Updated: Oct 30, 2020
Addictive Reward Seeking Behavior or Brain Enhancing Behavior
Humans, as well as animals, engage in behaviors that are rewarding. We all learn to repeat behavior that generates pleasurable feelings provided by positive reinforcement. The brain processes all pleasure in the same way; meaning, it can’t distinguish between pleasure originating from food, drugs, money, sex or even social media.
In the brain, pleasure has a distinct signature; the release of a neurotransmitter called Dopamine. Dopamine is seen as the main chemical of pleasure and happens through a pathway in an area of the brain in the pre-frontal cortex responsible for reinforcing rewarding behaviors referred to as the brain’s pleasure center. Dopamine not only contributes to the experience of pleasure, but also plays a role in learning and memory — two key elements in the transition from liking something to becoming addicted to it.
According to the latest research about addiction, dopamine interacts with another neurotransmitter, glutamate, to take over the brain's system of reward-related learning. This system has an important role in sustaining life because it links activities needed for human survival (such as eating and sex) with pleasure and reward. The reward circuit in the brain includes areas involved with motivation and memory as well as with pleasure. Addictive substances and behaviors stimulate the same circuit — and then overload it.
Repeated exposure to an addictive substance or behavior causes nerve cells in the nucleus accumbens and the prefrontal cortex (the area of the brain involved in planning and executing tasks) to communicate in a way that couples liking something with wanting it, in turn driving us to go after it. This is the process motivating us to take action to seek out the source of pleasure.

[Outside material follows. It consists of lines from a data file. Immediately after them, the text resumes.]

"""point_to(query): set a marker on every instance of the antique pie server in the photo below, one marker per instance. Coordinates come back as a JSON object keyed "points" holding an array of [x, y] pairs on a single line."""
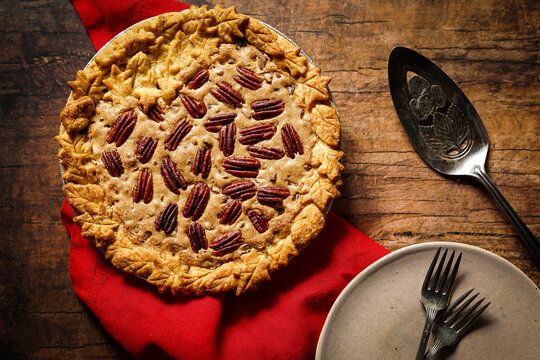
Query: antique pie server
{"points": [[444, 127]]}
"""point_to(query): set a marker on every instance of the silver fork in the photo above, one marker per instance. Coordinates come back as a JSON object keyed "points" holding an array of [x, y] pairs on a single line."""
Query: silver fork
{"points": [[450, 328], [436, 294]]}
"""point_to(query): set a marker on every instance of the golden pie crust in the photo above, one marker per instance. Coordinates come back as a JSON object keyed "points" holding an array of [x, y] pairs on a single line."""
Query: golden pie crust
{"points": [[151, 66]]}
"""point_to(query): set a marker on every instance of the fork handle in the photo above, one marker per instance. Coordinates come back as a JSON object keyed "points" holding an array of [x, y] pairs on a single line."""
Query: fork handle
{"points": [[430, 319], [530, 241]]}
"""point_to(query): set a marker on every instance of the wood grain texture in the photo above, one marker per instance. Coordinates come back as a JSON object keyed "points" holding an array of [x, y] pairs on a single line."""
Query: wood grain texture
{"points": [[489, 48]]}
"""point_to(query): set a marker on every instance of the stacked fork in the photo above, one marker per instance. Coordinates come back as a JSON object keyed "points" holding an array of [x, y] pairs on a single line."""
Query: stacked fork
{"points": [[435, 295]]}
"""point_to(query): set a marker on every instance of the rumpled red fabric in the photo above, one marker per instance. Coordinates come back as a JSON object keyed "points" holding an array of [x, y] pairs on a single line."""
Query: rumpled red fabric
{"points": [[281, 320]]}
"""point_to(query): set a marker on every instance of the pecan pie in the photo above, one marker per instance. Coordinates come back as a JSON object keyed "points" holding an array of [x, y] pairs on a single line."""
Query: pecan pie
{"points": [[200, 151]]}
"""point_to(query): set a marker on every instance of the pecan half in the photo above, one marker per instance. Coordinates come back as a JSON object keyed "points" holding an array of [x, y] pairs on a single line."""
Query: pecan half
{"points": [[247, 78], [291, 141], [202, 163], [177, 134], [154, 112], [258, 220], [216, 122], [230, 212], [122, 128], [167, 219], [227, 243], [197, 237], [242, 166], [272, 195], [145, 148], [254, 134], [267, 109], [265, 153], [172, 177], [195, 109], [227, 138], [113, 163], [143, 189], [242, 190], [226, 94], [199, 80], [196, 201]]}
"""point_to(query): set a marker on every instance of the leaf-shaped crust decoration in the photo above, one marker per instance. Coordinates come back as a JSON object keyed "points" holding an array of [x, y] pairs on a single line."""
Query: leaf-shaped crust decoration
{"points": [[88, 83], [74, 116], [262, 38], [181, 45], [75, 156], [197, 19], [228, 23], [307, 225], [312, 90], [119, 84], [138, 67], [327, 125], [327, 160], [291, 58], [139, 262], [86, 198]]}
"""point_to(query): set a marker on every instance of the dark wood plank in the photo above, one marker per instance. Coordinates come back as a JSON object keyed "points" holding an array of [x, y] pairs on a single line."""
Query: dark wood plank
{"points": [[388, 193]]}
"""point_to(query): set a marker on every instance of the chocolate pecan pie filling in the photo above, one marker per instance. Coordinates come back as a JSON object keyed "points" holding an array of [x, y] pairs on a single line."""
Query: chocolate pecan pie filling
{"points": [[201, 166]]}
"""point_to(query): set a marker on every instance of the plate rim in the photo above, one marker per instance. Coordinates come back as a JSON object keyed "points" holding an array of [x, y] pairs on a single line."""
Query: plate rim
{"points": [[390, 257]]}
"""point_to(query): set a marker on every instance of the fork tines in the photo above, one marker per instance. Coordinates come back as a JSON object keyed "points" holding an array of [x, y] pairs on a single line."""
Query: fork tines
{"points": [[461, 322], [442, 283]]}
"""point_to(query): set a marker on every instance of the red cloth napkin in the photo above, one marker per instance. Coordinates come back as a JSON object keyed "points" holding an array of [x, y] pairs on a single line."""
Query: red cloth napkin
{"points": [[282, 320]]}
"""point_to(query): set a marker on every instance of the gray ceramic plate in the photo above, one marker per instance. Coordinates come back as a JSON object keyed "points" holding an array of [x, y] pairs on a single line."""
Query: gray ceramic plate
{"points": [[379, 315]]}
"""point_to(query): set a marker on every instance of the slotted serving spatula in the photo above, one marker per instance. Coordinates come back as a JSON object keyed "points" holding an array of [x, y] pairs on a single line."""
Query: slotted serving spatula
{"points": [[444, 127]]}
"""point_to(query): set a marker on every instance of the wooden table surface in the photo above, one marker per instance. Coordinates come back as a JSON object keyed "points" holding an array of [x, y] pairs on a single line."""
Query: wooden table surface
{"points": [[490, 48]]}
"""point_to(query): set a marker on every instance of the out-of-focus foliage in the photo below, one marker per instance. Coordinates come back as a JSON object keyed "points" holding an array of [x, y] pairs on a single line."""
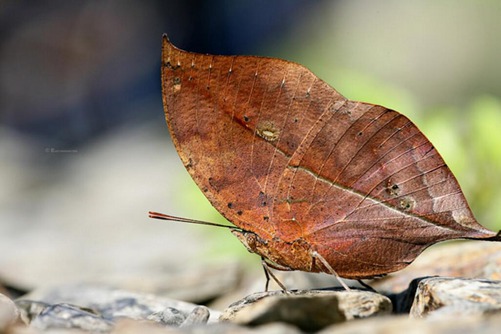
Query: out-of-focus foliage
{"points": [[436, 62]]}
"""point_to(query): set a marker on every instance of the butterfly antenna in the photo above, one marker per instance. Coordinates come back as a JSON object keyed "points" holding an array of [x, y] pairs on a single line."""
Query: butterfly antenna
{"points": [[163, 216]]}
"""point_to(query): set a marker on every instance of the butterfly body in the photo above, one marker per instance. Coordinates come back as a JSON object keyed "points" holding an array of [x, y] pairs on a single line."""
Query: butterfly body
{"points": [[301, 170]]}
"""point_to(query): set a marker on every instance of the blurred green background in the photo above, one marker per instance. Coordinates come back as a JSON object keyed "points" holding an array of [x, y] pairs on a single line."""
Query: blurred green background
{"points": [[83, 76]]}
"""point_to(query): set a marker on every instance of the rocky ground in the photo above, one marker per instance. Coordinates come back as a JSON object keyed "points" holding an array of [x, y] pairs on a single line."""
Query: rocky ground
{"points": [[78, 254]]}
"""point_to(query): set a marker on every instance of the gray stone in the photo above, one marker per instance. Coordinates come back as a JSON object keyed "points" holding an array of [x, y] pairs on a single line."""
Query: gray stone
{"points": [[70, 316], [442, 296], [309, 310], [199, 315], [9, 314], [404, 324], [99, 308]]}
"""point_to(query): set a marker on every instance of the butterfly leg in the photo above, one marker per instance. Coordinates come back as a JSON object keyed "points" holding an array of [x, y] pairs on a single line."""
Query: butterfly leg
{"points": [[317, 255], [268, 273], [367, 286]]}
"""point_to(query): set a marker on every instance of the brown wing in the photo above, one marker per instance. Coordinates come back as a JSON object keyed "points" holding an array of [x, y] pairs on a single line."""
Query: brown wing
{"points": [[280, 153]]}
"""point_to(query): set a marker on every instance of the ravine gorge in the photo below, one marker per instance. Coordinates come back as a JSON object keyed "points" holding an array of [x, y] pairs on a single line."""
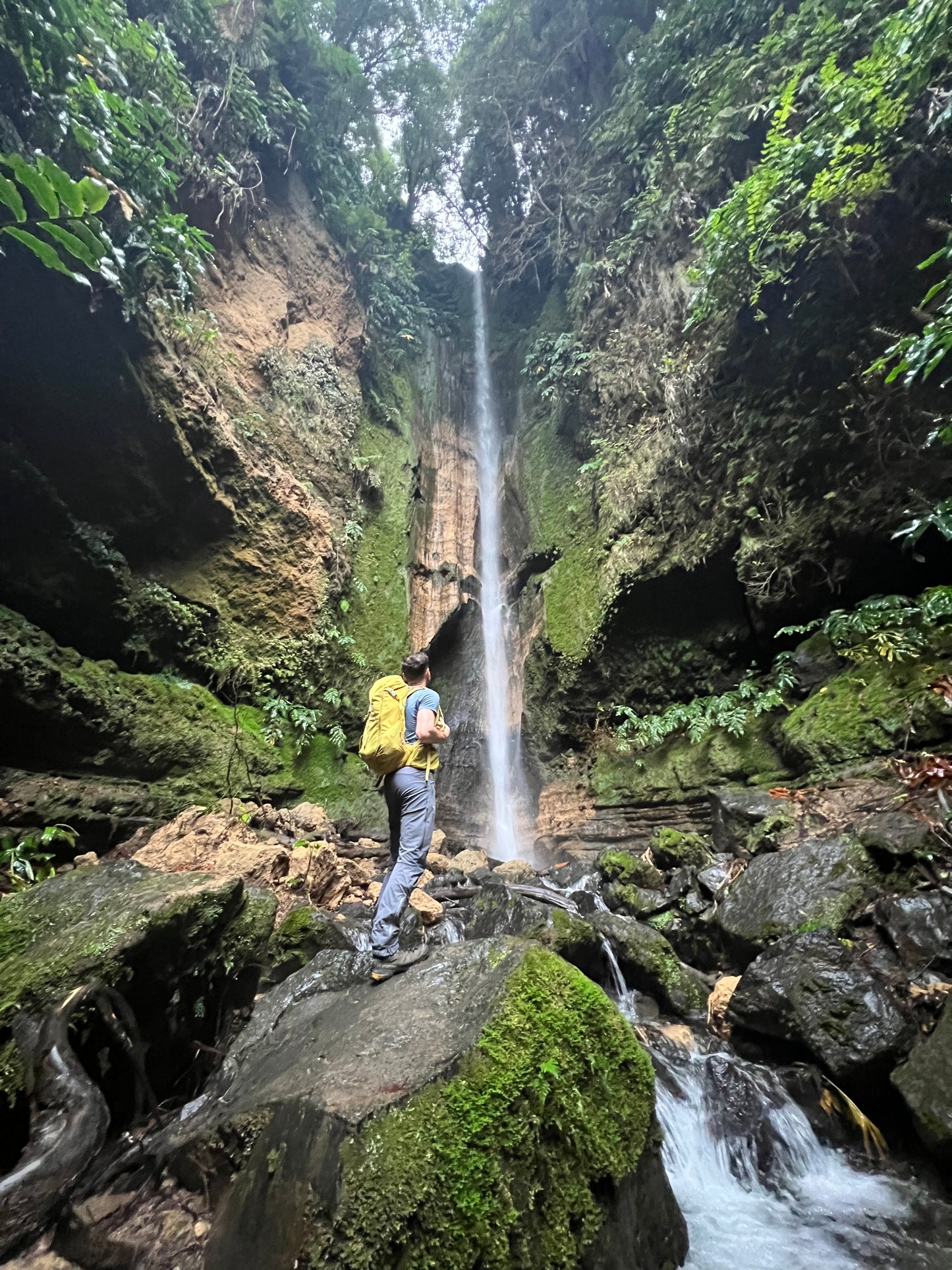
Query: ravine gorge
{"points": [[603, 351]]}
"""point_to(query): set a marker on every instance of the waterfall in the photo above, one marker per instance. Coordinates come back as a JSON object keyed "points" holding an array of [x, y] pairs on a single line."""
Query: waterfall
{"points": [[761, 1192], [503, 753]]}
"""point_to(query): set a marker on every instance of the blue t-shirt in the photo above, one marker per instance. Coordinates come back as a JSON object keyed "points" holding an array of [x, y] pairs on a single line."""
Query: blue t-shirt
{"points": [[426, 697]]}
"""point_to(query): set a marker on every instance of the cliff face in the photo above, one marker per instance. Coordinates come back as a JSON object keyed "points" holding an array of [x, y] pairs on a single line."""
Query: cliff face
{"points": [[175, 498]]}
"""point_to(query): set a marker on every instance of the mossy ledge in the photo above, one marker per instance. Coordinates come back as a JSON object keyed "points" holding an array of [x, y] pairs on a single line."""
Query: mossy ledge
{"points": [[501, 1165]]}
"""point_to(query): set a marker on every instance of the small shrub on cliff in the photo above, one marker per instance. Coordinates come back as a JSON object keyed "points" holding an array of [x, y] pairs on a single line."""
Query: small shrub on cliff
{"points": [[733, 710], [891, 626]]}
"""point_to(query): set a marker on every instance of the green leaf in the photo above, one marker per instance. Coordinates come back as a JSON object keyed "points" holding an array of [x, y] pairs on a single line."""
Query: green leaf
{"points": [[71, 243], [96, 193], [93, 237], [11, 197], [46, 253], [65, 187], [37, 185]]}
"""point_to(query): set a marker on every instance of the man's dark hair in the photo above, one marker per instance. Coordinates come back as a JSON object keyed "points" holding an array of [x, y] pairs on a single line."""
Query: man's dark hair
{"points": [[414, 667]]}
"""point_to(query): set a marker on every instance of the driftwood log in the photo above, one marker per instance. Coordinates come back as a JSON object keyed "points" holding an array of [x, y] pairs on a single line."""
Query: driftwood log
{"points": [[69, 1115]]}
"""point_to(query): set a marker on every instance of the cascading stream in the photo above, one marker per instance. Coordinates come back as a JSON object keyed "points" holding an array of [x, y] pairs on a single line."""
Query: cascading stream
{"points": [[761, 1192], [501, 751]]}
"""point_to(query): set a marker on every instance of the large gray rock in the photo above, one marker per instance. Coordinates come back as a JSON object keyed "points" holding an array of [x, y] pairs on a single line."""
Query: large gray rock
{"points": [[650, 964], [734, 813], [897, 834], [168, 940], [919, 927], [814, 886], [489, 1104], [926, 1085], [814, 992]]}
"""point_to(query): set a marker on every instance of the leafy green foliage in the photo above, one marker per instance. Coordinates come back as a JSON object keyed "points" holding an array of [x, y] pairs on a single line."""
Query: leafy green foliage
{"points": [[733, 710], [190, 103], [68, 231], [834, 140], [556, 365], [938, 519], [287, 722], [23, 860], [883, 626], [916, 357]]}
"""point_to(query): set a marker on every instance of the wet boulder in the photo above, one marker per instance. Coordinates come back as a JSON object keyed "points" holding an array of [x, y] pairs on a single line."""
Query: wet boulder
{"points": [[814, 886], [650, 964], [308, 931], [501, 911], [516, 871], [489, 1107], [919, 927], [671, 849], [635, 901], [629, 869], [734, 813], [812, 991], [897, 834], [926, 1085], [171, 942]]}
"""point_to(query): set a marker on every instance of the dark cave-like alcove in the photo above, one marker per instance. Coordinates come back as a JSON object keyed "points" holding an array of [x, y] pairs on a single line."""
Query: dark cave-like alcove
{"points": [[97, 474]]}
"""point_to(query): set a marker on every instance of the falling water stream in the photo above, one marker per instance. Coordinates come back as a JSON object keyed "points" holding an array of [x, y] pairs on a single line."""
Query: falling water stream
{"points": [[758, 1189], [499, 747], [761, 1192]]}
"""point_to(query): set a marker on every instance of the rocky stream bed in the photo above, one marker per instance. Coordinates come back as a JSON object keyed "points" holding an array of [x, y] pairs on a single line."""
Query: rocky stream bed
{"points": [[623, 1061]]}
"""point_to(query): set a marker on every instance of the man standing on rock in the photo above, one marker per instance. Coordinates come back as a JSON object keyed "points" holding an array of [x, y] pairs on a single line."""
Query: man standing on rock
{"points": [[412, 807]]}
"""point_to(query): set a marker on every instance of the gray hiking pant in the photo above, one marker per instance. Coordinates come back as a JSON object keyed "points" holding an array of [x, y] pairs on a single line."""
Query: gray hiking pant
{"points": [[412, 808]]}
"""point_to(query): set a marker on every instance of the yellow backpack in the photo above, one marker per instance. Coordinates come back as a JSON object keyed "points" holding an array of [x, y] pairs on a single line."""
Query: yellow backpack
{"points": [[383, 746]]}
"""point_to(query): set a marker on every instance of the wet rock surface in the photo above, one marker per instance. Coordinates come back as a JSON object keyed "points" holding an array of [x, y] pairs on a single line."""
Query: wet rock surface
{"points": [[812, 991], [327, 1087], [919, 927], [816, 884], [650, 964], [926, 1085]]}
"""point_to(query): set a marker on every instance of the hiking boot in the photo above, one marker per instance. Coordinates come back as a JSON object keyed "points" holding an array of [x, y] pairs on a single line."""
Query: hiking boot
{"points": [[386, 967]]}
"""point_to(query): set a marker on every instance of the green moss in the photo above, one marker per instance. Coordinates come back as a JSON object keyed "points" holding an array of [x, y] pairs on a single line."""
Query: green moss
{"points": [[682, 767], [561, 519], [174, 736], [675, 850], [499, 1166], [104, 921], [870, 709], [772, 832], [304, 933], [341, 784], [617, 865], [568, 935], [379, 614], [246, 937]]}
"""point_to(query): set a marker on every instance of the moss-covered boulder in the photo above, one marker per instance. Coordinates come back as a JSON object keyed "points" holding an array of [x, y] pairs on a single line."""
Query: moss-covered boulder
{"points": [[625, 867], [868, 710], [675, 850], [682, 768], [814, 992], [489, 1108], [650, 964], [926, 1085], [819, 884], [164, 940], [308, 931]]}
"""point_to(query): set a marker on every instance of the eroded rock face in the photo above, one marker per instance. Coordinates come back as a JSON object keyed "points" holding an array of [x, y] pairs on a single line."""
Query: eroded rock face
{"points": [[127, 925], [361, 1114], [919, 927], [813, 991], [650, 964], [816, 884], [926, 1085]]}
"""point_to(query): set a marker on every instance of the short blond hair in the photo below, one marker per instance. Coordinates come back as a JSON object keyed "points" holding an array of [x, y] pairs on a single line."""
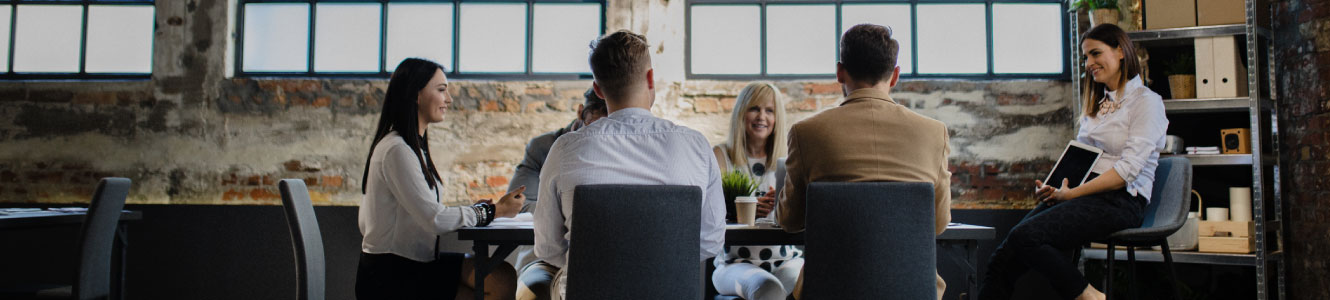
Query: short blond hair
{"points": [[617, 61]]}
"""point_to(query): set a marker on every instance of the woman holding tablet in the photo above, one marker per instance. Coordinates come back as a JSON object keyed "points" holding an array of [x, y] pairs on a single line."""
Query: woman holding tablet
{"points": [[402, 215], [1127, 121]]}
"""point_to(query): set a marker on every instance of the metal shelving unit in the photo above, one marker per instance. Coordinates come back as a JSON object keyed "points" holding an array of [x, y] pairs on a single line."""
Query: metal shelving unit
{"points": [[1261, 108]]}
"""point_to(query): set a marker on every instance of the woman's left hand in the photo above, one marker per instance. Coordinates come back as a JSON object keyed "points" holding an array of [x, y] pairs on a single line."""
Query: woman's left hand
{"points": [[1055, 194], [510, 205]]}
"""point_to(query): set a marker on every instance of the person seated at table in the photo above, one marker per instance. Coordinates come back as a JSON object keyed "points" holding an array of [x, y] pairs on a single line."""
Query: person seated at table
{"points": [[629, 146], [757, 138], [535, 275], [1125, 118], [869, 137], [402, 214]]}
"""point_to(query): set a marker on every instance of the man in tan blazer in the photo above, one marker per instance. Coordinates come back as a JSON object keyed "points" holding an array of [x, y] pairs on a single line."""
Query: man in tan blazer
{"points": [[869, 137]]}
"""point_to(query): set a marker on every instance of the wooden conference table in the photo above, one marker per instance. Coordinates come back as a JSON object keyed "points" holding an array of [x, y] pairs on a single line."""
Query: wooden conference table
{"points": [[24, 218], [508, 235]]}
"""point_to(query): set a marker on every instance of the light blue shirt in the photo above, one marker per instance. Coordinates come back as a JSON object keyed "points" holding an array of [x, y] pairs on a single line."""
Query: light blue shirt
{"points": [[631, 146], [1129, 137]]}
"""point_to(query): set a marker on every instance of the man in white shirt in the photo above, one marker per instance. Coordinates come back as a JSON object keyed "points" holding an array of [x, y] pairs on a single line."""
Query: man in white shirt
{"points": [[629, 146]]}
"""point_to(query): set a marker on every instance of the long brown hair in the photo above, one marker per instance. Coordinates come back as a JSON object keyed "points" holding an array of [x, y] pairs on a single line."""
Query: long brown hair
{"points": [[1131, 67], [400, 113]]}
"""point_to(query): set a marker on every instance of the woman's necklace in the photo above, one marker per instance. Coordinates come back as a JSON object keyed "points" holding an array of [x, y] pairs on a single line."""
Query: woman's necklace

In a person who becomes addicted, brain receptors become overwhelmed. The brain responds by producing less dopamine or eliminating dopamine receptors. As a result, dopamine has less impact on the brain's reward center. People who develop an addiction typically find that, in time, the desired substance no longer gives them as much pleasure. They have to take more of it to obtain the same dopamine "high" because their brains have adapted a tolerance.
At this point, compulsion takes over. The pleasure associated with an addictive drug or behavior subsides — and yet the memory of the desired effect and the need to recreate it (the wanting) persists. This is where the learning process mentioned earlier also comes into play. The hippocampus and the amygdala store information about environmental cues associated with the desired substance, so that it can be located again. These memories help create a conditioned response — intense craving — whenever the person encounters those environmental cues. This happens even when we realize the behavior is creating ill-health or significant problems in our lives i.e. the gambler who’s in debt or loses their home and family yet cannot stop gambling.
Getting Our Dopamine Hit From Breathing
Breathing plays a role in the production of the Dopamine but with a much healthier response to the body/mind. Here’s the difference, when we’re conditioning the dopamine release from the reward centers of our brain, not only do we create an addictive environment for ourselves, we train our brain to live in the stress response constantly seeking pleasure outside of ourselves.
Incorporating a breathing practice for the Dopamine release has the complete opposite effect. When we diaphragmatically breathe, the contraction of the diaphragm sends a message to the brain to release dopamine which creates a calming effect. As an important immune regulator, peripheral dopamine is mainly produced by autonomic nervous system. So, we’re producing Dopamine from a relaxed environment in the Parasympathetic Nervous System.
Now here’s the other benefit. Conscious breathing communicates with the emotional centers in the brain to reduce anxiety, depression and stress and provides the platform to transform addictive behaviors. A breathing practice is the perfect non-pharmacological intervention for emotion enhancement; not diminishing it.
By just incorporating a regular Diaphragmatic Breathing practice, we're strengthening the qualities of the Parasympathetic Nervous System and heart-brain coherence. Heart-brain coherence is closely tied to cardiac vagal tone and the strength of our vagus nerve which is stimulated by Diaphragmatic Breathing.
Strong vagal tone is closely associated with the physiological basis of emotion, including emotional regulation, psychological adaptation (resiliency), emotional reactivity and expression, empathic responses, and attachment.
So, put down the cell phone, step away from the computer and spend the next 5 to 10 minutes Diaphragmatically Breathing. Incorporate this throughout your day to reduce the negative effects of the pinging from your cell phone or computer that have trained you to constantly receive your dopamine from the amount of likes, comments and responses you get from posts and emails.